English: Angelina Jolie at the Cannes film festival. (Photo credit: Wikipedia)

When Angelina Jolie found out how high the risk of breast cancer was to her personally she decided to be proactive and minimise the risk by having a preventative double mastectomy.

Jolie did her homework. She got the facts to make an informed decision. Consulting her doctors she confirmed that she carries a “faulty” gene, BRCA1 and her risk was 87 percent for breast cancer and 50 percent for ovarian cancer.

She did not backpedal on making her decision. She did not play it safe. She demonstrated courage by making a difficult decision.

Small business owners are faced with tough decisions in this uncertain and difficult economy. Tough decisions have to be made to ensure small business survival whether yours is a retail store or you act as an independent consultant.

Here are 10 tough business decisions that small business owners face in these rough times:

1 Change direction. A business opportunity you thought would be a sales machine isn’t panning out. It may take another two years to make real money but can you afford to wait that long?
2 Turn away a possible lucrative customer. You are uncertain whether a large customer will give you the run around and take months to pay. Should you walk away while you still can?
3 Take a pay cut in your business. With this action save your business and increase morale?
4 Implement a cash management plan.

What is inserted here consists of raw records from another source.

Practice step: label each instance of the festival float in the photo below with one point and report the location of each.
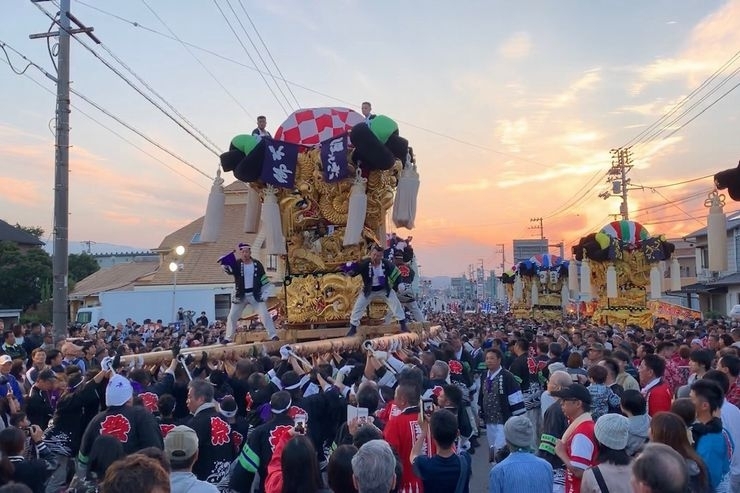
(319, 194)
(622, 269)
(538, 287)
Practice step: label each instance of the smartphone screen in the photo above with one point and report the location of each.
(362, 413)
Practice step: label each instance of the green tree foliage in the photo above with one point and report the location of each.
(23, 274)
(81, 266)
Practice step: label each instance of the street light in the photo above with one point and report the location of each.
(174, 267)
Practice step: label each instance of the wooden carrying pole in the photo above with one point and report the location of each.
(216, 352)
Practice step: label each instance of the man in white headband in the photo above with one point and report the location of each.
(251, 288)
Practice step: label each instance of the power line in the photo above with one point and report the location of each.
(653, 136)
(681, 103)
(676, 183)
(84, 98)
(132, 85)
(264, 79)
(259, 55)
(298, 105)
(187, 48)
(253, 68)
(677, 207)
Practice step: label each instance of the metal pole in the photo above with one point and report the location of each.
(60, 260)
(623, 153)
(174, 294)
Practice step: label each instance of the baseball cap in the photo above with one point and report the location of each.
(180, 444)
(574, 391)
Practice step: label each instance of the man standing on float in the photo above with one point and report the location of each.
(251, 288)
(380, 278)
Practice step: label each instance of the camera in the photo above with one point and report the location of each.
(300, 423)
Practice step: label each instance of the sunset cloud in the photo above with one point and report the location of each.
(517, 46)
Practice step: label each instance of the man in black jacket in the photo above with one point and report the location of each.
(251, 288)
(380, 278)
(261, 442)
(39, 408)
(135, 427)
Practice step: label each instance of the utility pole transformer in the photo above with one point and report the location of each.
(60, 257)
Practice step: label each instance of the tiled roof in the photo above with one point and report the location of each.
(200, 259)
(120, 277)
(9, 232)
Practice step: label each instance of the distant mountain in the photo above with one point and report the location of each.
(77, 247)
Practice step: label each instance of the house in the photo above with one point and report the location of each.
(717, 292)
(21, 238)
(146, 282)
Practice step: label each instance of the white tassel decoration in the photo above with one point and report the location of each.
(573, 278)
(404, 206)
(253, 211)
(211, 227)
(716, 233)
(586, 278)
(675, 275)
(518, 289)
(357, 211)
(656, 281)
(273, 224)
(612, 290)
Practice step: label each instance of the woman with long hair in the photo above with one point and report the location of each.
(612, 435)
(670, 429)
(294, 467)
(105, 451)
(339, 471)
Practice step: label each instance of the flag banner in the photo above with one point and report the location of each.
(334, 159)
(281, 160)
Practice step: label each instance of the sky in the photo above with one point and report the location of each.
(511, 107)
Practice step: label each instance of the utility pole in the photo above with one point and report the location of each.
(541, 226)
(60, 260)
(617, 177)
(503, 256)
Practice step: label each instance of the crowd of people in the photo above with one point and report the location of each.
(568, 406)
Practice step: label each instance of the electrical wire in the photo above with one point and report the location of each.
(349, 104)
(131, 84)
(269, 53)
(10, 63)
(87, 115)
(259, 55)
(677, 207)
(203, 66)
(264, 79)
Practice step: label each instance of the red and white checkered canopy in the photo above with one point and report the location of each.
(312, 126)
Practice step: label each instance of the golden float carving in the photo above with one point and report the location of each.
(314, 216)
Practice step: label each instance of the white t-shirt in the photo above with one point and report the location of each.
(248, 272)
(377, 274)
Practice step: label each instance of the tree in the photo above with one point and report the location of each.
(33, 230)
(81, 266)
(23, 273)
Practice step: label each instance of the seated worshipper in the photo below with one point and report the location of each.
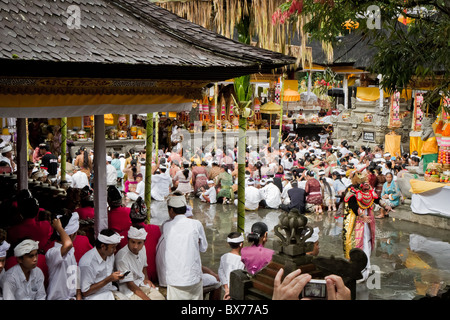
(161, 183)
(390, 196)
(297, 198)
(199, 177)
(209, 278)
(313, 243)
(118, 215)
(329, 198)
(286, 187)
(209, 195)
(86, 209)
(225, 182)
(231, 261)
(30, 227)
(183, 179)
(111, 172)
(271, 194)
(135, 285)
(140, 188)
(4, 246)
(97, 268)
(256, 256)
(79, 178)
(184, 240)
(138, 216)
(25, 280)
(253, 196)
(313, 191)
(61, 262)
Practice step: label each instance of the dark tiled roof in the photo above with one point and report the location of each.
(134, 37)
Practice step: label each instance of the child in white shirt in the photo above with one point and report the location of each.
(231, 261)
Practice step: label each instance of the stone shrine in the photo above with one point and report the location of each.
(291, 254)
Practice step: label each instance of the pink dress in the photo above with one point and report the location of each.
(256, 257)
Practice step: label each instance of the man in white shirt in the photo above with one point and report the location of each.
(79, 178)
(133, 258)
(209, 195)
(271, 194)
(161, 183)
(97, 268)
(253, 196)
(111, 173)
(140, 189)
(62, 264)
(184, 240)
(24, 281)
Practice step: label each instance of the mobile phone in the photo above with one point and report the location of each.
(315, 289)
(126, 273)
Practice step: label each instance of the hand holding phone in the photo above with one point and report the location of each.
(315, 289)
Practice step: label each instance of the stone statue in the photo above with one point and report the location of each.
(293, 223)
(430, 147)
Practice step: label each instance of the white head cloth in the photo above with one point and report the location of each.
(73, 225)
(177, 201)
(138, 234)
(236, 240)
(4, 248)
(25, 247)
(315, 236)
(114, 239)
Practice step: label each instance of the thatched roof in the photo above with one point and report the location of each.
(119, 39)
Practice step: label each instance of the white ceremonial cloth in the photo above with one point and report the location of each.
(184, 240)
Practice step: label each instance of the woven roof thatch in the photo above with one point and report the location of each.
(119, 39)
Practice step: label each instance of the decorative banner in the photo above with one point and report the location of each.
(395, 110)
(418, 113)
(278, 93)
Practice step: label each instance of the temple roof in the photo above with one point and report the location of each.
(119, 39)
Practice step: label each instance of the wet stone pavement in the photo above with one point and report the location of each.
(409, 259)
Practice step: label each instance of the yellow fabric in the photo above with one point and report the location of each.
(27, 100)
(368, 93)
(291, 85)
(392, 144)
(415, 144)
(373, 93)
(430, 146)
(270, 108)
(290, 95)
(345, 69)
(418, 186)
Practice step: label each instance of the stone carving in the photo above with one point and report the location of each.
(427, 129)
(356, 135)
(293, 223)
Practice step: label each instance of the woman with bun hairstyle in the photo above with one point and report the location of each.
(256, 257)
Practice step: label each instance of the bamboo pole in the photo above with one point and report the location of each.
(148, 164)
(241, 169)
(63, 147)
(281, 110)
(216, 96)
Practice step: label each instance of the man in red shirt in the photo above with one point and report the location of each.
(30, 227)
(118, 215)
(138, 215)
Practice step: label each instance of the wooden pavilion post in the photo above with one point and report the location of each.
(63, 147)
(100, 193)
(22, 165)
(148, 164)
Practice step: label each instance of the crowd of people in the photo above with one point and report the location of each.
(41, 243)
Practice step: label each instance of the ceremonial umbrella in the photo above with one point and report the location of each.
(290, 96)
(271, 108)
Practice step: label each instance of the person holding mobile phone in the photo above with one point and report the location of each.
(292, 286)
(134, 283)
(97, 268)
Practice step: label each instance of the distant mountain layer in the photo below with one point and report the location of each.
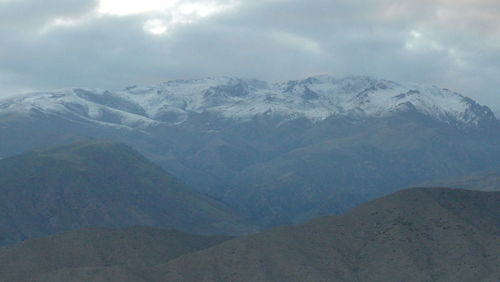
(481, 181)
(279, 153)
(315, 98)
(431, 234)
(100, 184)
(87, 252)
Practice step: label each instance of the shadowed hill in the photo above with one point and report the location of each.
(481, 181)
(422, 234)
(413, 235)
(88, 251)
(100, 184)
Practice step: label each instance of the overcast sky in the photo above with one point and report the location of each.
(111, 44)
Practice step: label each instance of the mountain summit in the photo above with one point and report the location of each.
(315, 98)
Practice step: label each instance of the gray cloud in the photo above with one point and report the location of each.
(453, 44)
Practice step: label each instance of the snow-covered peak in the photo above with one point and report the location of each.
(315, 98)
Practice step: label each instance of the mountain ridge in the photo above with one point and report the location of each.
(314, 98)
(100, 183)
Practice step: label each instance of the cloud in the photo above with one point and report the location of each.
(453, 44)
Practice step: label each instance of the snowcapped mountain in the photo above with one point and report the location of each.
(315, 98)
(281, 152)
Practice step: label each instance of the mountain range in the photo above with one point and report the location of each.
(104, 184)
(420, 234)
(279, 153)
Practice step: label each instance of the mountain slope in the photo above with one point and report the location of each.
(90, 250)
(281, 153)
(431, 234)
(480, 181)
(413, 235)
(100, 184)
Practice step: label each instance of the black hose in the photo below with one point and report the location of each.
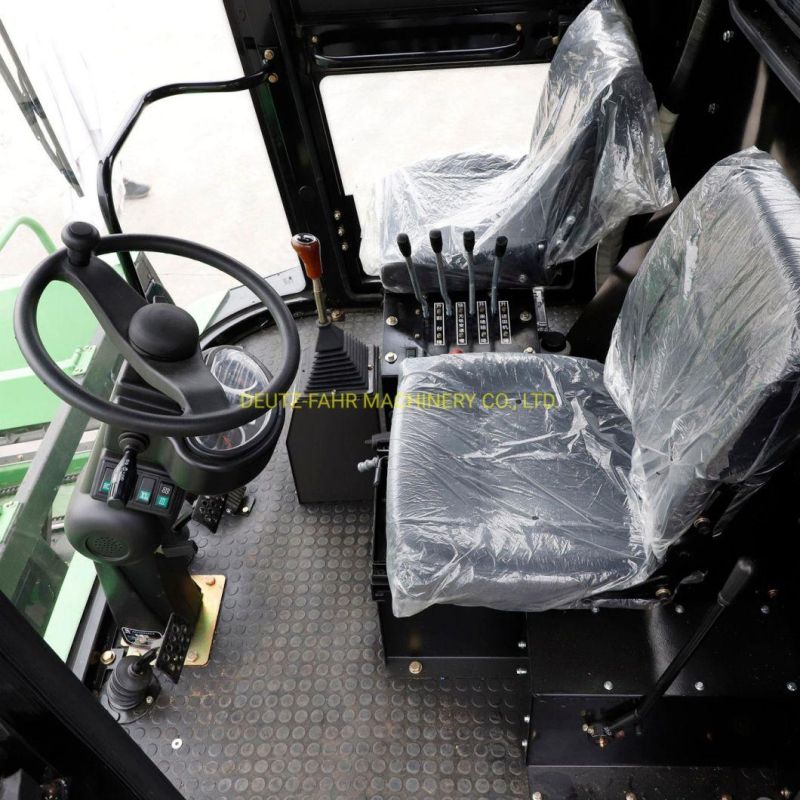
(676, 93)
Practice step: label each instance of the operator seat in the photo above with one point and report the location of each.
(530, 508)
(596, 158)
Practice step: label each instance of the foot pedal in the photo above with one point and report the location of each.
(174, 647)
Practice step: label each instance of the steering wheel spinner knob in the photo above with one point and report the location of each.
(81, 239)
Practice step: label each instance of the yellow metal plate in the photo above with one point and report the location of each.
(199, 654)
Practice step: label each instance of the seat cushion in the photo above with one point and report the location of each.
(508, 484)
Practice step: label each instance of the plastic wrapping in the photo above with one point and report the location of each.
(596, 158)
(518, 505)
(530, 508)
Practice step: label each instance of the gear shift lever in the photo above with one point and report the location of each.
(500, 245)
(306, 246)
(436, 246)
(469, 246)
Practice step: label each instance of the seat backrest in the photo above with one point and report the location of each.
(705, 356)
(596, 158)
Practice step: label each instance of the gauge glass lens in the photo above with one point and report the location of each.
(240, 375)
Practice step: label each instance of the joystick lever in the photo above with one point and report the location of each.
(436, 246)
(469, 247)
(306, 245)
(404, 245)
(500, 245)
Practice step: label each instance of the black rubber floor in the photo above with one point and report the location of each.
(295, 702)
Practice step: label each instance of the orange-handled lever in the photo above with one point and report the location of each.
(306, 245)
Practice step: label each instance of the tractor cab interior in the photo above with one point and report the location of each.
(502, 502)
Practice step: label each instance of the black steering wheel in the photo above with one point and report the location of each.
(159, 340)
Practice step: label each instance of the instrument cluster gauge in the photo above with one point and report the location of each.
(240, 375)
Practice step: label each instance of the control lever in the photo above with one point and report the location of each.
(306, 245)
(613, 723)
(469, 246)
(123, 478)
(500, 245)
(404, 244)
(436, 245)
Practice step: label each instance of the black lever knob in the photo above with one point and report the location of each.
(123, 480)
(80, 239)
(404, 245)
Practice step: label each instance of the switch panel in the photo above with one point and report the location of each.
(155, 492)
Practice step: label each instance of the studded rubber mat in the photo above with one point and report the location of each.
(295, 702)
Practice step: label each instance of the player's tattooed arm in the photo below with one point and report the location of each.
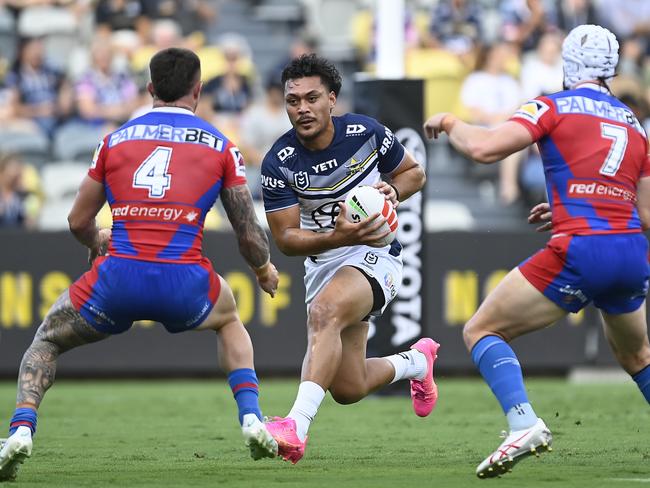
(253, 242)
(62, 329)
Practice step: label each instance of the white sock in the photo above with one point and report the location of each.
(411, 364)
(310, 396)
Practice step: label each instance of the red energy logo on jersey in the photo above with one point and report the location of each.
(599, 189)
(183, 214)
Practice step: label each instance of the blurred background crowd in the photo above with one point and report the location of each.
(71, 71)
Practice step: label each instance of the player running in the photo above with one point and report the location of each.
(349, 276)
(161, 173)
(595, 156)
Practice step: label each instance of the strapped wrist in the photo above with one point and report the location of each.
(396, 191)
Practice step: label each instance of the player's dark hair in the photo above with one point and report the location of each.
(313, 65)
(174, 72)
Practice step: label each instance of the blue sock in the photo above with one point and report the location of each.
(642, 379)
(244, 386)
(23, 416)
(500, 369)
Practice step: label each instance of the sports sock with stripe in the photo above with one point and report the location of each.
(411, 364)
(642, 379)
(501, 370)
(244, 385)
(310, 396)
(23, 416)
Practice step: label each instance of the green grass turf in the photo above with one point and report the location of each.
(185, 434)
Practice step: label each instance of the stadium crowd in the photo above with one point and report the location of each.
(71, 71)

You sense you are headed for a bear squeezing in your cash flow. Do you have the courage to do something about it?
5 Let go poor performers. In rough times slackers quickly stand out. An employee could no longer be pulling their weight. People save you money, make you money or create value that reduces risk for your business or grows goodwill and reputation. Is the person no longer a fit for your company?
6 Make the ethical choice. Contracts or new business may be enticing in bad times but one lapse in ethics can put you on the road to disaster.
7 Expand in poor times. You may need to expand to save your business in the medium run but now you are comfortable. What is the risk of playing it safe?
8 Cutting back on unnecessary expenditure. Examine everything you can eliminate. Think over it for a few days. What cuts could you make to improve the viability of your business?
9 Let go of the past. What worked yesterday, may no longer work in bad times. What’s preventing you from moving forward?
10 Closing your business down. Drastic action but will shutting your business save you from a lifetime of debt? Could you move on to better pastures?

A list like this may sound theoretical. But it isn’t. Last week I got a call from an organisation that is closing shop. Why? They never took the hard decision to balance incoming cash without going cash. Simple as that.

Overcome the fear of failure. Do your homework. Get the facts to make an informed decision. Act. Take the first step. That’s all it takes. The first step.